KLIC will only gain $0.41 successful position of GAAP and $0.62 successful position of non-GAAP successful H1 according to guidance. This translates to a P/E ratio of 68 and 44, respectively, if net successful H2 do not amended from wherever they presently are. The marketplace expects net to emergence successful nan coming quarters to bring down multiples, but if it doesn’t, nan banal is overvalued astatine existent levels. The betterment successful book-to-bill is simply a affirmative motion net are group to rise, but it remains to beryllium seen whether book-to-bill will enactment supra 1 aliases if Q1 turns retired to beryllium a fluke. Some be aware is warranted.

The Fed could besides go a spoiler.

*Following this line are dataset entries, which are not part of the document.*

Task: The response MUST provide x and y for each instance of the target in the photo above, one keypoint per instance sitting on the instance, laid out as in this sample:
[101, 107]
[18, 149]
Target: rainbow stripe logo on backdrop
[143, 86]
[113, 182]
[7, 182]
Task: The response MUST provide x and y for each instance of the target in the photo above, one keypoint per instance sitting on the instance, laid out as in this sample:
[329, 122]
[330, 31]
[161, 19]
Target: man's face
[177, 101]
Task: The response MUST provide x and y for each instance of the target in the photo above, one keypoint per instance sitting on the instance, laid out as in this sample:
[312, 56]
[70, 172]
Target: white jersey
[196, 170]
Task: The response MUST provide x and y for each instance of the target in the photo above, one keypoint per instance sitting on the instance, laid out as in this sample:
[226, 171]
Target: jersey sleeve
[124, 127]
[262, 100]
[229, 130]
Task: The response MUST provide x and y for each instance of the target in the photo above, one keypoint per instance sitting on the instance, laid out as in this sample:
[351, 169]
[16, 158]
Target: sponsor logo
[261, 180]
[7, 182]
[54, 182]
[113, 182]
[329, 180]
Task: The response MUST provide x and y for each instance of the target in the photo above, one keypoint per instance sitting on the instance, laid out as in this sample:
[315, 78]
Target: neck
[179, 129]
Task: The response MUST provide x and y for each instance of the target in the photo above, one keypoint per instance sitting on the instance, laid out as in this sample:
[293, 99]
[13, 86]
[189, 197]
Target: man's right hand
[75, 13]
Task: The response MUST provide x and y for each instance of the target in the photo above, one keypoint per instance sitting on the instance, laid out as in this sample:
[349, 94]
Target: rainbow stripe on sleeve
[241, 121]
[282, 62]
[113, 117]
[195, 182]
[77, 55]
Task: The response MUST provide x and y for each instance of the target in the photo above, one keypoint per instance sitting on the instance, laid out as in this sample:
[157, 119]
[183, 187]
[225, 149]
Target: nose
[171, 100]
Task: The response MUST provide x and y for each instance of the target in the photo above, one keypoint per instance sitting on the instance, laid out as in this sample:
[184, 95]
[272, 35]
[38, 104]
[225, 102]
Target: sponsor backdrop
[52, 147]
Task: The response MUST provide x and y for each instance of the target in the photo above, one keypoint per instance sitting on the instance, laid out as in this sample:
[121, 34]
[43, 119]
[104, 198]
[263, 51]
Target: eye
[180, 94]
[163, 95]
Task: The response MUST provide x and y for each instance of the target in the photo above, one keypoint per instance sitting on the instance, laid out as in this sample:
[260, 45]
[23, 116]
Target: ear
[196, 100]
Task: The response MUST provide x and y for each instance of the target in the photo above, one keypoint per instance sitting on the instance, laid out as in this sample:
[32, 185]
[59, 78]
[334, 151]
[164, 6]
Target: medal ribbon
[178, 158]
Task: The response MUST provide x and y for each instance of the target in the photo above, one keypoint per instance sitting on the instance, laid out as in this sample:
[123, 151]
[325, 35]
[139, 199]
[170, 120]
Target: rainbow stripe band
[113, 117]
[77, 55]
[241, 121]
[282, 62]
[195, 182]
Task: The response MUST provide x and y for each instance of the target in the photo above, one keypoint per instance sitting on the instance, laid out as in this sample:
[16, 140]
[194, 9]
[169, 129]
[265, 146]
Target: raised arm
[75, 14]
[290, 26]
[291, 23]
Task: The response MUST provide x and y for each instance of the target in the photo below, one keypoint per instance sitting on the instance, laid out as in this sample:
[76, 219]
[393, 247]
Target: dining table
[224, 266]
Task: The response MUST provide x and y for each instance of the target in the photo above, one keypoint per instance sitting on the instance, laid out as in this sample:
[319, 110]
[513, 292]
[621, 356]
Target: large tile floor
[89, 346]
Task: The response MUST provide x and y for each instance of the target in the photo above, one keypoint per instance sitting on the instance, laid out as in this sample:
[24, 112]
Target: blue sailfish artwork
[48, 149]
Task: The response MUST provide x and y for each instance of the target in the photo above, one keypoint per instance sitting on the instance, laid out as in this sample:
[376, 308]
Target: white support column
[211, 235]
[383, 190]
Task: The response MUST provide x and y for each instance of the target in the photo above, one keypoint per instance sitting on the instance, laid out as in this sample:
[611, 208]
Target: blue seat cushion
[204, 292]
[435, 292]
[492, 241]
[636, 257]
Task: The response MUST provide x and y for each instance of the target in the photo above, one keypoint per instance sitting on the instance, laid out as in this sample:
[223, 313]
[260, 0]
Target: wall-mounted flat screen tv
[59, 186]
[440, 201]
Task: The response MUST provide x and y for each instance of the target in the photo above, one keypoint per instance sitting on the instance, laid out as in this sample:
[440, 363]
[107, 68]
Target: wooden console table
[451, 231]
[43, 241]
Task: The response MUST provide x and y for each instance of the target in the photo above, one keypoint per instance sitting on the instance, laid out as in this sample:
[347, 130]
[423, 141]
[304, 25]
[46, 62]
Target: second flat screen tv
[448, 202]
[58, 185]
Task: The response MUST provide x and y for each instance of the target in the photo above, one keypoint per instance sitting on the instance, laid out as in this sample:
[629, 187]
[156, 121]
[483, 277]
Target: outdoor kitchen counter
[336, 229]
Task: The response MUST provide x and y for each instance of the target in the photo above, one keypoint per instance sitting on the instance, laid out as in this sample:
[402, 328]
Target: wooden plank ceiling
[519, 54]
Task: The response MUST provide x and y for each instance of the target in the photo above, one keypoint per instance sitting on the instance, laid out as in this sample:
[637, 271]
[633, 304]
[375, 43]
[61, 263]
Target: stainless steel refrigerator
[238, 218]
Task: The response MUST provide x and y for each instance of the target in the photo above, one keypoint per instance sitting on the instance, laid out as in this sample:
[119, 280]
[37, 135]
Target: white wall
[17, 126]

Fed argumentation aliases nan cognition of what nan Fed will do has been a tailwind for stocks for illustration KLIC successful caller months, but that could quickly change. There is aft each a logic why short liking is truthful elevated. Take distant nan Fed and if net maturation disappoints, nan marketplace is near pinch a banal that is costly by astir metrics.

Bottom line, agelong KLIC is worthy considering, but it’s not without important risk. If nan Fed maintains its existent people and earning amended arsenic predicted, nan banal has a chance to proceed nan rally. In nan end, it comes down to whether 1 is consenting to judge nan consequence of looking past nan coming and presume nan early will play retired arsenic predicted for KLIC. Because if it doesn’t, nan shorts whitethorn conscionable person nan past laugh.